Возвращаясь вечером домой, Вэл открыла проволочные ворота. Солнце садилось, и температура резко упала. Она быстро вошла в прихожую, закрыв дверь от ветра. В холле царила тишина. Большинство жильцов в этом доме были в возрасте. Кроме слабых звуков музыки, доносившихся снаружи, она могла слышать только приглушенный звук нескольких тихо работающих телевизоров.
Казалось несправедливым, что их жизнь может продолжаться, в то время как ее разваливается на части.
Покачав головой, она повернула ключ в замке и открыла дверь. Та легко поддалась, и на нее обрушился удивительно теплый воздух и запах прованских трав. Джеки и Мередит по очереди готовили друг для друга. Это был просто еще один способ, который делал их идеальными.

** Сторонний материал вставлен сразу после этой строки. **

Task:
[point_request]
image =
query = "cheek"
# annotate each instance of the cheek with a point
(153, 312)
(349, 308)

— Эй? — позвала она, колеблясь. — Здесь есть кто-нибудь?
Никто не ответил.
«Хорошо, что их здесь нет. Их не убьют, как тебя».

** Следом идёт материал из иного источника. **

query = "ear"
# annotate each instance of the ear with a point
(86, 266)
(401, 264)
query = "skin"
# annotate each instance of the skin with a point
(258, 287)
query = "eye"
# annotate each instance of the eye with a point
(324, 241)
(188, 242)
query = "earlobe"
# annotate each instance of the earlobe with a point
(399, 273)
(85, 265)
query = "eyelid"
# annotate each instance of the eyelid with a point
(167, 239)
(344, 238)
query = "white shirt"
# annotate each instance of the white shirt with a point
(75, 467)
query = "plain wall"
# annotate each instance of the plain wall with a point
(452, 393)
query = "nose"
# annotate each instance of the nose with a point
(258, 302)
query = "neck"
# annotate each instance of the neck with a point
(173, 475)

Вэл уставилась на свою полку в холодильнике, на которой стояли несколько йогуртов, срок годности которых подходил к концу, сморщенное яблока, оставшаяся с утра упаковки бульона, китайский салат и старые завернутые остатки с работы, теперь покрытые пушистыми белыми пятнами плесени. Она выбросила их в мусорное ведро и налила себе стакан воды, прислонившись спиной к стойке. Ее пульс бился в висках.
«Сегодня Луки не будет, — рассеянно подумала она. — Наверное, я наконец-то наскучила ему».
Может быть, именно поэтому он решил ускорить ее смерть.
Боже, она была измучена. Часть ее хотела продолжать бороться, но другая, значительная часть, просто хотела свернуться калачиком и принять свою судьбу. Если семья Гэвина хотела убить ее, Вэл не уверена, что сможет остановить их. Она не смогла помешать одному из братьев управлять ее жизнью, так как же она могла помешать им покончить с ней?